La cuisinière malaise leur servit le repas. Ils expédièrent un nasi-goreng trop épicé et le diplomate regarda sa montre.

— Je dois retourner au bureau. Que faites-vous ?

— Il faut vérifier si la Range n’a pas décroché, dit Malko. Je vais aller voir.

Il sortit dans le jardin, examinant la route à travers la haie. La Range beige était toujours sur le parking d’une station d’essence. Une grande antenne radio sortait du toit. Il revint dans le living où le diplomate allumait son troisième cigare de la journée.

— Ils sont là, annonça-t-il. Je ne vois qu’une seule solution. Je vais me cacher dans le coffre de votre voiture. Ils penseront ainsi que j’ai trouvé refuge chez vous. Si on vous interroge, vous confirmez. J’attendrai jusqu’à l’heure de mon rendez-vous dans le parking de l’ambassade.

* * *

Plusieurs messages s’empilaient sur le bureau de Walter Benson, dont un urgent. Il émanait du Police Commissioner. Le diplomate le rappela. Il rencontrait souvent le Brunéien, grand joueur de golf, sur le parcours de Kota Batu. Ce dernier fut d’une politesse exquise. Après toutes les circonlocutions d’usage, il lui annonça qu’il recherchait un citoyen autrichien, un certain Malko Linge, travaillant pour les services américains, et qui s’était rendu coupable de différents délits. Il prévenait l’ambassadeur par correction, étant donné leurs liens d’amitié. Walter Benson fut très sec.

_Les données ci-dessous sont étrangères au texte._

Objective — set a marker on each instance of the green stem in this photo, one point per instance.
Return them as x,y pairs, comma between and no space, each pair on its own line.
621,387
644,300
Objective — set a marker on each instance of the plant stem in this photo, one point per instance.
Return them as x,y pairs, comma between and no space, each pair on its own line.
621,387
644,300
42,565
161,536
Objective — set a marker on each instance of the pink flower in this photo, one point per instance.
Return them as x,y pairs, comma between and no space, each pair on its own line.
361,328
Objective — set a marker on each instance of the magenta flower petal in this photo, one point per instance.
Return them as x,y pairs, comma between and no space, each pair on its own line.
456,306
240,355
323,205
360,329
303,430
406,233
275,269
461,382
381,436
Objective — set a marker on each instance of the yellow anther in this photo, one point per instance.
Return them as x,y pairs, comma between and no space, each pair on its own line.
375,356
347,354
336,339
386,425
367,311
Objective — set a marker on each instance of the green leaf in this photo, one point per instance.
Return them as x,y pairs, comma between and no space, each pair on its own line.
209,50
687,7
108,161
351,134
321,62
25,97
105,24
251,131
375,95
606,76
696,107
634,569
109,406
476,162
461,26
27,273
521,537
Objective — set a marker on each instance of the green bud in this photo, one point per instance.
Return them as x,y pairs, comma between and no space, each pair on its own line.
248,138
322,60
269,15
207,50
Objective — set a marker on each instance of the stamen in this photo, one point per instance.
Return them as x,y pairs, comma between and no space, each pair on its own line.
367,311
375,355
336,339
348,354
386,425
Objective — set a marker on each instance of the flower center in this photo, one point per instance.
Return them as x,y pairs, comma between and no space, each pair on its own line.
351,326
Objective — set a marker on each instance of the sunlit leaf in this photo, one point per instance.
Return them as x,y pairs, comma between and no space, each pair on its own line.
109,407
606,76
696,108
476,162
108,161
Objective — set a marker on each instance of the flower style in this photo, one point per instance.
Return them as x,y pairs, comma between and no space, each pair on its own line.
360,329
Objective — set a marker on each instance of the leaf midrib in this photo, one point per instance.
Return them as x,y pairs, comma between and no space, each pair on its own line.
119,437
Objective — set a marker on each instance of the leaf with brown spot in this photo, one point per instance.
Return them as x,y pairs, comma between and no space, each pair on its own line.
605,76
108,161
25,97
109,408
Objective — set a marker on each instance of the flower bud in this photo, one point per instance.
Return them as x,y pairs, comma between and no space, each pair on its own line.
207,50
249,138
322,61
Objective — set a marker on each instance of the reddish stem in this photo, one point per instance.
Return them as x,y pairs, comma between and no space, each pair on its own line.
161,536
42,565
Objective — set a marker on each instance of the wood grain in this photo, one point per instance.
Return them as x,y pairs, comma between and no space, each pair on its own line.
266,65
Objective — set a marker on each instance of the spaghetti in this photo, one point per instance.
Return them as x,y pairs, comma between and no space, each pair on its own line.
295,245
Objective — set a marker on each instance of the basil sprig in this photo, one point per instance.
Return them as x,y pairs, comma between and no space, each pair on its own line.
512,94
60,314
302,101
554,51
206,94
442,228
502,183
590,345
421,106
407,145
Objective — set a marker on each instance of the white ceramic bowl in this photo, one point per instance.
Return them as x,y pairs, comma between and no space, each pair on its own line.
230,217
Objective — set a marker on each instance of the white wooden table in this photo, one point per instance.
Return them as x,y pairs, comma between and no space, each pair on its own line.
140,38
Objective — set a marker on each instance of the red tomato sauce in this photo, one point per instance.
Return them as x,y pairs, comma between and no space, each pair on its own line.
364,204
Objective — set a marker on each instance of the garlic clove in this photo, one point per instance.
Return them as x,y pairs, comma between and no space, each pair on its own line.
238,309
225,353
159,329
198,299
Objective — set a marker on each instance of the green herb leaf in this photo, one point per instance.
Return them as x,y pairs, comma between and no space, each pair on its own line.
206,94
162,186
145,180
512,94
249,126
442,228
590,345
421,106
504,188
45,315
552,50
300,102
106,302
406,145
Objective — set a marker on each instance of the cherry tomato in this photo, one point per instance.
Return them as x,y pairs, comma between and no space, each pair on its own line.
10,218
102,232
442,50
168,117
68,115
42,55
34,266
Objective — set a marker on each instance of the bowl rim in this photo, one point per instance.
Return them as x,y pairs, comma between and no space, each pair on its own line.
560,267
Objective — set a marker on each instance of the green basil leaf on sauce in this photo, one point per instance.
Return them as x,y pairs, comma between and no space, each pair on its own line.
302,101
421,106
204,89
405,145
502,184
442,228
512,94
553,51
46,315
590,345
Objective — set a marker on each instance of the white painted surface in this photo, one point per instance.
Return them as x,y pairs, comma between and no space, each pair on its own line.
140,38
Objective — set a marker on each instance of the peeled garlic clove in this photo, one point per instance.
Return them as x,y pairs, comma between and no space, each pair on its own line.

— Pengiran, dit-il avec toute l’onction nécessaire. Cet homme travaille pour une importante agence fédérale. Il semble avoir découvert des faits troublants et je ne m’explique pas l’attitude du ministère des Affaires étrangères. Aussi lui ai-je donné asile dans ma résidence, en attendant que cette affaire soit éclaircie… J’ai demandé à Son Altesse Hadj Hassanal Bolkiah une audience que j’espère obtenir très vite…

Le Brunéien était bien évidemment déjà au courant de la présence de Malko chez le diplomate car il n’émit aucune observation, se contentant de faire remarquer qu’il s’agissait d’une affaire grave et qu’il ne fallait pas que les relations entre les deux pays s’en ressentent.

Menace à peine voilée.

Benson grinçait des dents intérieurement.

— Je suis certain que tout se terminera bien, conclut-il.